Job growth in the county, which outpaced the nation, increased 3.4% last year. Currently there are almost 1.5 million workers employed here. Between the 7,000 new employees added by Disney to work at its new California Adventure theme park and an expected resurgence in defense spending promised by the Bush Administration, the county's job growth is expected to be healthy again this year, but at a slower growth rate than in 2000.
The city of Irvine and the south county submarket in general are expected to gain the lion's share of the 4,200 new units to be built this year. However, the amount of vacant land available, even in that submarket, is not expected to be enough to meet future demand for housing.
"Everything you're seeing built right now is Class A either in Irvine or south county. Rents in those sectors are getting to where they are not affordable, plus people have to deal with traffic problems. So people are moving closer to work," says John Przybyla, regional manager of the Marcus & Millichap's Irvine office. "People who own apartments in those markets can keep them full and increase rents."
After a slight increase in the vacancy rate to 3.5% in 2000 from 3% the year before, vacancies are expected to go even lower this year, given the expected high demand and insufficient construction of new product. Job growth will also factor into the equation, however, higher rents may damper demand some as renters seek less expensive options perhaps in the Inland Empire.
Rents increased 8% for the county as a whole last year up to $1,050 from $974 per month, and further increases are expected this year, although at a slower rate due to affordability. Still, many property owners have waiting lists of potential candidates, so they will be able to increase rents throughout the year.

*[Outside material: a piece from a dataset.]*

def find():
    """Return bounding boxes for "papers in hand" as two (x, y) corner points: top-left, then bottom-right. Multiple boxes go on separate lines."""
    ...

Apartment investors enjoyed surging demand in 2000 as sales prices increased 16.2%, outpacing rates of return on most other investment opportunities. With many owners choosing to hold onto their investments last year, only 150 properties changed hands in Orange County compared to 209 transactions in 1999.
"What we need more of is development of B and C properties in B and C areas," Przybyla says. "What we've seen developers do is buy the value-added deals, buying older buildings and rehabbing and refurbishing them and then offering them at a pretty strong rent."
Capitalization rates also declined last year to 7.80%, down substantially from the 8.06% average capitalization rate in 1999 for properties in excess of $500,000. As for 2001, the report anticipates a stabilization of capitalization rates for 2001 rather than a further downturn, as buyer confidence wanes due to the projected national economic slowdown.
Overall, Przybyla sees the central submarket including Anaheim, Buena Park, Fountain Valley, Fullerton and Garden Grove as the hottest market in the county because the owners of those buildings have traffic on their side.